The research, published in the journal Cancer Immunology Research, was coordinated by Dr. Carlos Fernández-Larrea, head of the Hematology Department at Hospital Clínic and head of the Multiple Myeloma, Amyloidosis, Macroglobulinemia and Other Gammapathies research group at IDIBAPS. The investigation had the support of the Spanish Association Against Cancer (AECC) and by a grant from the Bitrecs program for the incorporation of Clinician Scientists into IDIBAPS.
Multiple myeloma: what it is and the challenges it presents
Multiple myeloma is a blood cancer that affects the plasma cells in the bone marrow, responsible for producing antibodies. When these cells become malignant, they can cause bone damage, anemia, kidney failure, and infections. Despite advances, multiple myeloma often remains a chronic disease with a risk of relapse and drug resistance.
CAR-T therapy: personalization for treating multiple myeloma
CAR-T therapy involves genetically modifying the patient’s T cells to produce a receptor designed to identify and destroy cancer cells. This advanced immunotherapy is already offered at Clínic-IDIBAPS through CAR-T ARI0002h, designed to target a molecule called BCMA found on the surface of many myeloma tumor cells. However, tumors can develop resistance by losing this target.

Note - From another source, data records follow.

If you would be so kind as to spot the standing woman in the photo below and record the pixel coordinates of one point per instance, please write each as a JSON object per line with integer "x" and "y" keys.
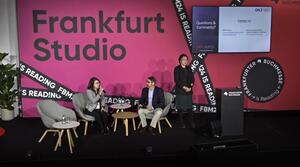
{"x": 95, "y": 94}
{"x": 184, "y": 80}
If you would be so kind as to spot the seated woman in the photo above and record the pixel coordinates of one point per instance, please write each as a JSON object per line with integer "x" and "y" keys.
{"x": 95, "y": 94}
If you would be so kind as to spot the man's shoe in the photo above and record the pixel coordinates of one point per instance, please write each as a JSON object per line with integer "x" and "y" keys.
{"x": 151, "y": 130}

New strategy: combining two targets to overcome resistance
The research describes the development of a CAR-T targeting the CD229 antigen, which has shown high efficacy in preclinical models both in vitro and in vivo, even against cells with low or no BCMA expression. This alternative target helps overcome one of the main current challenges of CAR-T therapy in multiple myeloma: relapses due to loss of antigen expression, either by reduction or total loss.
In addition, the team designed a CAR-T version combining two receptors in a single T cell: one targeting BCMA and the other targeting CD229, also present in myeloma cells. This dual strategy —known as “bicistronic CAR-T”— allows recognition and elimination of tumor cells expressing only one of the two targets, improving disease control and reducing the risk of relapse due to loss or reduction of one of the targets' expression.

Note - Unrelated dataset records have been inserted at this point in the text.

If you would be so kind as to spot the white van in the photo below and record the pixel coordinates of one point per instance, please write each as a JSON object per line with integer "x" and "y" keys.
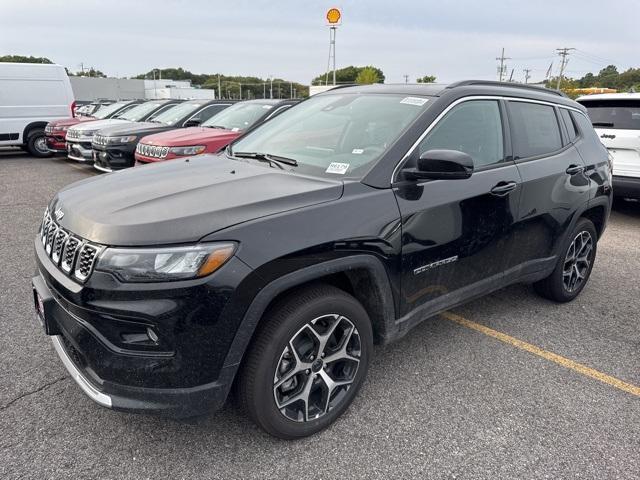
{"x": 616, "y": 119}
{"x": 32, "y": 95}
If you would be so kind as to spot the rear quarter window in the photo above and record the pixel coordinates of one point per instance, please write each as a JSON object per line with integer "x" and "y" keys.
{"x": 534, "y": 129}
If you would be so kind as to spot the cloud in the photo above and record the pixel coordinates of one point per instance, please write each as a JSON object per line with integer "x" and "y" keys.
{"x": 288, "y": 39}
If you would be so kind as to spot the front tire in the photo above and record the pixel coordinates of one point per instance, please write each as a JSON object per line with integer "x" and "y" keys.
{"x": 37, "y": 144}
{"x": 307, "y": 362}
{"x": 574, "y": 265}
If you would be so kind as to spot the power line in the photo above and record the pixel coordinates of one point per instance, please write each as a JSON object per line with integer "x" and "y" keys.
{"x": 564, "y": 53}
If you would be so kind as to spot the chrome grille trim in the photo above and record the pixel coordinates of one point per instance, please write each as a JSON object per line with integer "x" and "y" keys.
{"x": 73, "y": 255}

Preclinical results show the new therapy effectively eliminates myeloma cells with variable BCMA and CD229 expression, providing more robust tumor control in vitro and in vivo.
According to Dr. Carlos Fernández de Larrea, the lead investigator: “This new CAR-T would represent a step forward in developing new CAR-T therapies for patients with multiple myeloma, especially those who have exhausted current options.”

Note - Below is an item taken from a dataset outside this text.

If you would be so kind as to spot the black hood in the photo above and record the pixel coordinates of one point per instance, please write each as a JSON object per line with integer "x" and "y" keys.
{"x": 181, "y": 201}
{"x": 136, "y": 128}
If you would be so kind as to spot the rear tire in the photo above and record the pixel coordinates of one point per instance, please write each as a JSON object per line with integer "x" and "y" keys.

This advance reinforces Clínic-IDIBAPS’s commitment to translational research and the drive to offer innovative alternatives for patients who present resistance to conventional treatments, aiming to improve quality of life and prognosis for people with multiple myeloma.
Study reference:
Rodríguez-Lobato LG, Cardus O, Mañé Pujol J, Battram AM, Vaqué-Salsench S, Carpio J, Pérez-Amill L, Calderón H, Martin-Antonio B, Oliver-Caldés A, Lozano E, Moreno DF, Ortiz-Maldonado V, Queralt Salas M, de Daniel A, Tovar N, Cibeira MT, Rosinol L, Bladé J, Juan M, Urbano-Ispizua Á, Engel P, Fernández de Larrea C. Bicistronic CAR-T Cell against BCMA and CD229 effectively controls myeloma even when BCMA expression is limited. Cancer Immunol Res. 2025 Jun 27. doi: 10.1158/2326-6066.CIR-24-1313.